I started with a mask that I found at Micheals and some modelling clay. I took some of the modelling clay and rolled it flat under saran wrap and then placed that over the mask from Micheals.
I shaped my gas mask with the rest of the modelling clay until I had what I was looking for. I used canning jar lids as reference for the size of the eyes and mouth piece and to help me keep them round.
Once I had the shape I was looking for, I smoothed it down with my fingers and oil and coated it with a layer of petroleum jelly. The petroleum jelly helps to keep the cloth mache from sticking to the clay so it can be removed in the end.
I tore some cleaning cloths into pieces to use for cloth mache. I used Arm and Hammer Wipes for this mask but in my mask making that this project inspired, I’ve come to prefer to use J Cloth since I can see when I’ve added enough layers with it.
I mixed some white glue with water, I estimated the amount of water but it was approximately 1/3 water and 2/3 glue; of course, I mixed it well.
With the first layer, I dipped the cloth in the glue and wrung out the excess with my fingers and placed it over the clay just as you would with paper mache. Once it had a good coating I set it aside to dry for 24 hours. This method left a lot of glue dripping off the mask as it dried so I had to keep moving the mask every few hours to keep it from being glued down onto the box it was drying on.
I added a second layer of cloth, this time I placed the cloth on the mask and painted the glue on until the cloth was saturated. This was much more time consuming, but it worked much better and is how I’ve continued to make my masks. It doesn’t leave any glue puddles in the end. This is how I would recommend doing all of your layers.

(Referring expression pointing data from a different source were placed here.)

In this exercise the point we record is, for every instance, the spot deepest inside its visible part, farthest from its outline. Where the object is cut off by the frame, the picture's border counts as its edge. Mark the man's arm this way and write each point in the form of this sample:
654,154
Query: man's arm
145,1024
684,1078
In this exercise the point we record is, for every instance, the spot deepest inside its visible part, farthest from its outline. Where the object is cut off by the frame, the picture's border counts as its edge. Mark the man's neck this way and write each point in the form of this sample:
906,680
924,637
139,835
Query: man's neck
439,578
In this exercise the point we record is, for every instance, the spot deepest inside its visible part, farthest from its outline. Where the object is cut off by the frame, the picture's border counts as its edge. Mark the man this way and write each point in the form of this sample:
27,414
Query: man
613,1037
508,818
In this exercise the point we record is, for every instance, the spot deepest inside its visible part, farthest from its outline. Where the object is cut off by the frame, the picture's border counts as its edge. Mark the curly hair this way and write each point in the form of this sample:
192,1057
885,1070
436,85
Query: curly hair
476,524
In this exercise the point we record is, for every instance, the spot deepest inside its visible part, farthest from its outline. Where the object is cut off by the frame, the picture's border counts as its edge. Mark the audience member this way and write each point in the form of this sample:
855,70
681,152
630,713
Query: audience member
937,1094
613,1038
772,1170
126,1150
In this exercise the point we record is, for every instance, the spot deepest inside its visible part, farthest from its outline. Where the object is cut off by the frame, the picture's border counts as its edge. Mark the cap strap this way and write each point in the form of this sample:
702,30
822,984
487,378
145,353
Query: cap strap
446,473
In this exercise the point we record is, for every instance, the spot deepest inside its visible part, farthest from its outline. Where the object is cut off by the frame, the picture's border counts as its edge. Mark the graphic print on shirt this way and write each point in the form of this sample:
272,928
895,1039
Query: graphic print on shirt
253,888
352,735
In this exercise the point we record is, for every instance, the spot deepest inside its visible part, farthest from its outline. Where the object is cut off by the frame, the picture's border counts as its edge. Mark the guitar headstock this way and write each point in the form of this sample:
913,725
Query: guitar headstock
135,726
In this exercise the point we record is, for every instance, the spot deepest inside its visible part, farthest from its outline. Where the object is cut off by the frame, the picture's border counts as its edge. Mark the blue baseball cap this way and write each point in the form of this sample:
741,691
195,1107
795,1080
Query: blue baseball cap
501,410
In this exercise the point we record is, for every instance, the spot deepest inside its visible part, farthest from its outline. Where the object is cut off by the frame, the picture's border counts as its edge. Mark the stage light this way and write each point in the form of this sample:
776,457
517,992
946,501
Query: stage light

I used canning jar lids for the eyes and the mouthpiece. I managed to find a set at the Dollarama (of 2) with chalkboard paint on them. This was perfect for the mouthpiece since I wanted it to have black on it. I poked holes in the mouthpiece with a nail. One of my lids wasn’t the brilliant silver that the other two were. Assuming I was going to need to paint it I began to sand it and was thrilled that the layer underneath was the nice, shiny silver I was looking for.
The the clear plastic that was used for the eyes was the wrapping from a giant chocolate toonie that I bought from the Dollarama that I cut down in size until it fit and glued in with Krazy Glue.
Once the mask had dried completely, I removed it from the clay and painted it with black acrylic paint. I painted it twice. I would suggest letting it dry out before adding another layer. I was eager to finish mine, leaving my mask with an overwhelming paint and glue smell, that had me guessing at the length of the straps.
I cut straps from a cloth grocery bag that was already falling apart and attached them with staples, although I’m sure Krazy Glue would have worked just as well without leaving the marks that staples do. I would use Krazy Glue next time.
**Update** Unfortunately the stapled straps fell apart before trick or treating was completed. I would strongly advise using glue. Also, make sure the vent holes in the mouthpiece are large enough that the eyes don’t fog up while you breathe.
The “screws” on the straps and the three on the nose were added with silver Puffy Paint from the Dollar Tree.
Finally, I glued the canning jar lids into place and set it aside to dry and air out for the final time.
I’m impressed with the end result, and better yet, Videogameboy is happy with his mask.
Now Dad has requested a mask identical to the sac-mask from The Strangers. This will be considerably more challenging since I don’t own a sewing machine.